The idea is for simple and cheap traffic generation, more precisely traffic replication, by means of duplicate CAM entries.
In a standard MAC address table, device stores all learned, statically defined and standardized or proprietary MAC addresses. Every MAC address has an output interface assigned, which could be either a CPU or L2 port. For example when a frame comes in from a port Ethernet 3/1, device reads it’s source MAC address and places that MAC address in a MAC address table with output interface of Ethernet 3/1.
Most devices allow creation of static MAC address table entries. Many such devices allow creation of duplicate entries. That is, multiple entries for the same MAC address that point to many interfaces.
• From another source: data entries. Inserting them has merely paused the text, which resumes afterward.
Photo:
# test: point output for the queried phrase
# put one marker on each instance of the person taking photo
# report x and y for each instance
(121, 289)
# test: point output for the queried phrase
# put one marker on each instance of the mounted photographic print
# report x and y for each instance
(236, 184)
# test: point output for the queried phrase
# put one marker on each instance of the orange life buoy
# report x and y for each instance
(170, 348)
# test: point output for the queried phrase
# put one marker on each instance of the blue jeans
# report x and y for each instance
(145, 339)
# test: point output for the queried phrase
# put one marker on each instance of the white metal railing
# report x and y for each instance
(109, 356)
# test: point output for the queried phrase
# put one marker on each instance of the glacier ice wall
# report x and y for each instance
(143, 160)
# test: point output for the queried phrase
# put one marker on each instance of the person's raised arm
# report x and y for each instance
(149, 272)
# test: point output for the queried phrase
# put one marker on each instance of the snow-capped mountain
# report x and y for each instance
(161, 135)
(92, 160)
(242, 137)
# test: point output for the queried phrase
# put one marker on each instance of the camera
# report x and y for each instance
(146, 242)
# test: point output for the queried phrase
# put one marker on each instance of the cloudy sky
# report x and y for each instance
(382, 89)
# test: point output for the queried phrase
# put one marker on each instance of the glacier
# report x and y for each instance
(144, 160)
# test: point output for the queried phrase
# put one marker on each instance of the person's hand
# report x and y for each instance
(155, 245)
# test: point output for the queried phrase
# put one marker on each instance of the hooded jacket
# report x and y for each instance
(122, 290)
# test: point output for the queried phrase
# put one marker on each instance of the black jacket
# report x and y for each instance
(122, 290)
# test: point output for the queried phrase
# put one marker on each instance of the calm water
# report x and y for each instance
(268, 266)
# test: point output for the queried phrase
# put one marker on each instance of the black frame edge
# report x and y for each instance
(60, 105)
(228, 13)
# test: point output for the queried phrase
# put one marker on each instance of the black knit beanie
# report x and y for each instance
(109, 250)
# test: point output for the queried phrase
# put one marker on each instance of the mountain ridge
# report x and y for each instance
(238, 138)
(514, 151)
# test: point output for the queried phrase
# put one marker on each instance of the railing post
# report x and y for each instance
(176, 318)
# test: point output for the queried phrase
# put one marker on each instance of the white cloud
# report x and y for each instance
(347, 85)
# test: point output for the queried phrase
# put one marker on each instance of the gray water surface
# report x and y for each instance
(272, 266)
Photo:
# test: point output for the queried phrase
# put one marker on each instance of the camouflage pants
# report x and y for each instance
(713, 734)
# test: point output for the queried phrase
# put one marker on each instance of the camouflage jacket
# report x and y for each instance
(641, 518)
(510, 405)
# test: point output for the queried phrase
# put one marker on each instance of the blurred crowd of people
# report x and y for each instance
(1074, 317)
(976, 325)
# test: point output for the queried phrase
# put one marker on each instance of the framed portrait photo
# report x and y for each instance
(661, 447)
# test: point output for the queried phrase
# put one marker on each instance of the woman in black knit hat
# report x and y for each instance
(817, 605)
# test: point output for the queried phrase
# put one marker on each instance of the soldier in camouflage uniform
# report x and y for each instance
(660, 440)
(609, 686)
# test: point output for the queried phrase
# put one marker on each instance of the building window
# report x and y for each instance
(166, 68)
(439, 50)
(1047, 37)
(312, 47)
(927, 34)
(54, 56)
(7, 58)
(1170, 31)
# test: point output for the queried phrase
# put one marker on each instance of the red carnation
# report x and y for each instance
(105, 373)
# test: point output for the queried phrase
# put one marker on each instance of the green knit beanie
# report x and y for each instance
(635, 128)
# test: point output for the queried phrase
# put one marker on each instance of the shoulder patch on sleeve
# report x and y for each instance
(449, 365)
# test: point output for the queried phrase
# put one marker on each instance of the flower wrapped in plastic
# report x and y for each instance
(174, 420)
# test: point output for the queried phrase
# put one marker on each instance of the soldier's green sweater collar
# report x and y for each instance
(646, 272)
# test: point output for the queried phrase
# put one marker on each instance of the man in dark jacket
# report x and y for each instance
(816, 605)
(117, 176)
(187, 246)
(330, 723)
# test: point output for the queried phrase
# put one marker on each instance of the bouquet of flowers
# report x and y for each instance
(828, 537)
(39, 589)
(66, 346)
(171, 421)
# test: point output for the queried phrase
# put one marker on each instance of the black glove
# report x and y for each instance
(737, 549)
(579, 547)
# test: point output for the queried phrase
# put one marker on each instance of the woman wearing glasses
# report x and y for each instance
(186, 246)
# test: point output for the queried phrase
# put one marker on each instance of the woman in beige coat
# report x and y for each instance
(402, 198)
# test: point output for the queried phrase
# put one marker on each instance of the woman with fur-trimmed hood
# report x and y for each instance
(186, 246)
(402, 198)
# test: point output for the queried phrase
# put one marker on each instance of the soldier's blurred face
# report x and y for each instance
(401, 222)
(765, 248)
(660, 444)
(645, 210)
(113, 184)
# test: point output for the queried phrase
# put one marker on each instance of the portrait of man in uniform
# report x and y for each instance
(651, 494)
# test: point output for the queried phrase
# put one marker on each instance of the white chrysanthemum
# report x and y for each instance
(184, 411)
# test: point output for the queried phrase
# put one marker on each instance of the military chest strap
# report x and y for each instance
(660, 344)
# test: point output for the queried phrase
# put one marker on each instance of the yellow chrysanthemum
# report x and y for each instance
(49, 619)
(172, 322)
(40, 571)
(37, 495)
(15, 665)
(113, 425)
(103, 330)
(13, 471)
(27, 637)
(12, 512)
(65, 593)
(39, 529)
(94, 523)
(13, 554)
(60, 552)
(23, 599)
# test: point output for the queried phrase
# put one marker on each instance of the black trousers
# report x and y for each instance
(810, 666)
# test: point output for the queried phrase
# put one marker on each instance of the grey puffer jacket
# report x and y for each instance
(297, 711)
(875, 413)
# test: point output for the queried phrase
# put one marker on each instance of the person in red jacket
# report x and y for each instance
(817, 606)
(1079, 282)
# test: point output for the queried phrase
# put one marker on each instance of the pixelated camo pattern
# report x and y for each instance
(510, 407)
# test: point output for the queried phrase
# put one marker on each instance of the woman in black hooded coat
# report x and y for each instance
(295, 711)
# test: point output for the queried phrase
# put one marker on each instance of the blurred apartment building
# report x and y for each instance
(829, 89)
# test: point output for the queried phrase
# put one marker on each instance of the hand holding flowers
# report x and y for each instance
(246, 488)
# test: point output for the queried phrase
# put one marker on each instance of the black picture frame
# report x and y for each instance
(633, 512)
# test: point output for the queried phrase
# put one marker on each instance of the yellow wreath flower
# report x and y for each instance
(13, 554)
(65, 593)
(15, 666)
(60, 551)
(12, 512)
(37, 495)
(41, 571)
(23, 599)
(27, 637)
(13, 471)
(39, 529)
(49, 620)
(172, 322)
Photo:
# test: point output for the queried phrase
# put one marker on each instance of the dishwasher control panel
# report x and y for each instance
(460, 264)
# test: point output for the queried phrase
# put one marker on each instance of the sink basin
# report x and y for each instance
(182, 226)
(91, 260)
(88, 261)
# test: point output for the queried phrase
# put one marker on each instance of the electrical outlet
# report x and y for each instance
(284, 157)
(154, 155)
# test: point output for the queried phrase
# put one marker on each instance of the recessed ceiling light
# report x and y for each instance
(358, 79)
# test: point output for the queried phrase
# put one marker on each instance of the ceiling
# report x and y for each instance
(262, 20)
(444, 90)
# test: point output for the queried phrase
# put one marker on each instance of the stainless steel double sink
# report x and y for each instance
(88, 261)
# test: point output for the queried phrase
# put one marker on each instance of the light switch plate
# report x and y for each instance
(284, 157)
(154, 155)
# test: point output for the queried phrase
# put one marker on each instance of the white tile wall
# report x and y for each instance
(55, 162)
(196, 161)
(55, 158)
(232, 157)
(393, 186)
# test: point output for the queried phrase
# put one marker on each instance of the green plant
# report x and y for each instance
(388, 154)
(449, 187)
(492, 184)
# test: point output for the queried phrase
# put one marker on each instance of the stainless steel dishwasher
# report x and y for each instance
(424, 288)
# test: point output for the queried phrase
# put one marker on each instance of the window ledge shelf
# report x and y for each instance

This feature could be used to devise limited experiments requiring high throughput in tens of gigabits. The limits of this techniques could be used as an advantage, but all depends on a type of experiment.
Usual consumer PCs are able to steadily generate continuous flow of around gigabit of traffic, without loss on the local bus. We can then replicate this traffic by creating multiple duplicate entries in the MAC address table of an intermediate device, which we will call “CAM replicator”. Depending on the number of ports and architecture throughput, CAM replicator is able to duplicate every frame to all ports assigned to the destination MAC address in the generated packets. For example a flow from a streamer to device under load would have destination MAC address of abcd.ecab.bage. This MAC address will then have statically defined output ports as all other interfaces, except the one on which the frame was received. If switch architecture will permit, this traffic will then be sent using all interfaces defined in the MAC address table. If the number of interfaces would be 40, we would have 40times the generated rate delivered to the device under load.
Additionally for traffic identification, we can mark traffic on different incoming ports on aggregator with different DSCP values, that could be defined per port.